Montreal AI Ethics Institute

Democratizing AI ethics literacy

  • Articles
    • Public Policy
    • Privacy & Security
    • Human Rights
      • Ethics
      • JEDI (Justice, Equity, Diversity, Inclusion
    • Climate
    • Design
      • Emerging Technology
    • Application & Adoption
      • Health
      • Education
      • Government
        • Military
        • Public Works
      • Labour
    • Arts & Culture
      • Film & TV
      • Music
      • Pop Culture
      • Digital Art
  • Columns
    • AI Policy Corner
    • Recess
  • The AI Ethics Brief
  • AI Literacy
    • Research Summaries
    • AI Ethics Living Dictionary
    • Learning Community
  • The State of AI Ethics Report
    • Volume 7 (November 2025)
    • Volume 6 (February 2022)
    • Volume 5 (July 2021)
    • Volume 4 (April 2021)
    • Volume 3 (Jan 2021)
    • Volume 2 (Oct 2020)
    • Volume 1 (June 2020)
  • About
    • Our Contributions Policy
    • Our Open Access Policy
    • Contact
    • Donate

Measuring Value Understanding in Language Models through Discriminator-Critique Gap

December 9, 2023

🔬 Research Summary by Zhaowei Zhang, a Ph.D. student at Peking University, researching Intent Alignment and Multi-Agent Systems for building a trustworthy and social AI system.

[Original paper by Zhaowei Zhang, Fengshuo Bai, Jun Gao, and Yaodong Yang]

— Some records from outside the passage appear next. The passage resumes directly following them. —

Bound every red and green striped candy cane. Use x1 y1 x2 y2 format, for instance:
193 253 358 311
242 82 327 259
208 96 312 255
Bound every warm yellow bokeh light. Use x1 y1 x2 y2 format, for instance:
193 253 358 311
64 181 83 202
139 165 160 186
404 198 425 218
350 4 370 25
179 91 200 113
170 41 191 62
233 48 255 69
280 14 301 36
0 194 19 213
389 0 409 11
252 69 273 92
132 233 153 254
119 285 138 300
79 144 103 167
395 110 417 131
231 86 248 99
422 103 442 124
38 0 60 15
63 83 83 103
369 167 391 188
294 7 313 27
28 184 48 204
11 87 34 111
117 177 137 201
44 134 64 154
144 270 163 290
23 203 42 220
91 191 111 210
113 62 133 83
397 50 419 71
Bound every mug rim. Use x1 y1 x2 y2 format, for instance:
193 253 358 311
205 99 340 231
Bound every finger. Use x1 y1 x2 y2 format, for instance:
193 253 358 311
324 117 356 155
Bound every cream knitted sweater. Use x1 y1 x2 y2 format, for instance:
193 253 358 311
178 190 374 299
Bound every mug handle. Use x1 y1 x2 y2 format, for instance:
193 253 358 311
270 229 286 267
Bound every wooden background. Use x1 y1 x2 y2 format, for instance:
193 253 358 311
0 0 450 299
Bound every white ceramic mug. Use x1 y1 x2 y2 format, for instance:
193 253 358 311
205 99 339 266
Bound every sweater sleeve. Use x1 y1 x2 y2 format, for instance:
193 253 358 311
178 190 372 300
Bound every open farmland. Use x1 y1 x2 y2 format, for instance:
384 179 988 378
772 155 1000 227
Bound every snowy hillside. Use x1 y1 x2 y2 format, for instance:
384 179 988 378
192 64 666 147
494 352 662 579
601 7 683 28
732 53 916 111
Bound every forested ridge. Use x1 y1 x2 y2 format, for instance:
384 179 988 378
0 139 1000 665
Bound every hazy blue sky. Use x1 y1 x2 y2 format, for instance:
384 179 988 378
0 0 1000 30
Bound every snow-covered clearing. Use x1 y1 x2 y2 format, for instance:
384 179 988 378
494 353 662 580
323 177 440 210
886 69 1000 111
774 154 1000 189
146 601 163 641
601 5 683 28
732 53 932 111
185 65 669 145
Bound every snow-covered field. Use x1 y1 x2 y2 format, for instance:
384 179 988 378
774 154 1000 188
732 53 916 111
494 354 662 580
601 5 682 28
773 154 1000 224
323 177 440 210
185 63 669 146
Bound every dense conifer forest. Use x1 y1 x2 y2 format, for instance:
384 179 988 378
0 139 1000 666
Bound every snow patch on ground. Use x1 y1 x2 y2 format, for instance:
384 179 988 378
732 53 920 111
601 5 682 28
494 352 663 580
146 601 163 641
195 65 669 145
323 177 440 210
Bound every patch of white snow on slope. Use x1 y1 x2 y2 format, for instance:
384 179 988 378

Overview: Recent advancements in Large Language Models (LLMs) have heightened concerns about their potential misalignment with human values, but how can we accurately assess the extent of LLMs’ understanding of these values? This paper proposes a dual-pronged approach, emphasizing both “know what” and “know why” aspects, for a quantitative evaluation and analysis. Additionally, it seeks to identify the existing shortcomings in LLMs’ comprehension of human values, paving the way for future improvements.


Introduction

The rapid capacity emergence of Large Language Models (LLMs) is exciting, but it has heightened our concerns about their potential misalignment with human values and further harm to humanity. However, their intricate and adaptable nature makes evaluating their grasp of these values complex. 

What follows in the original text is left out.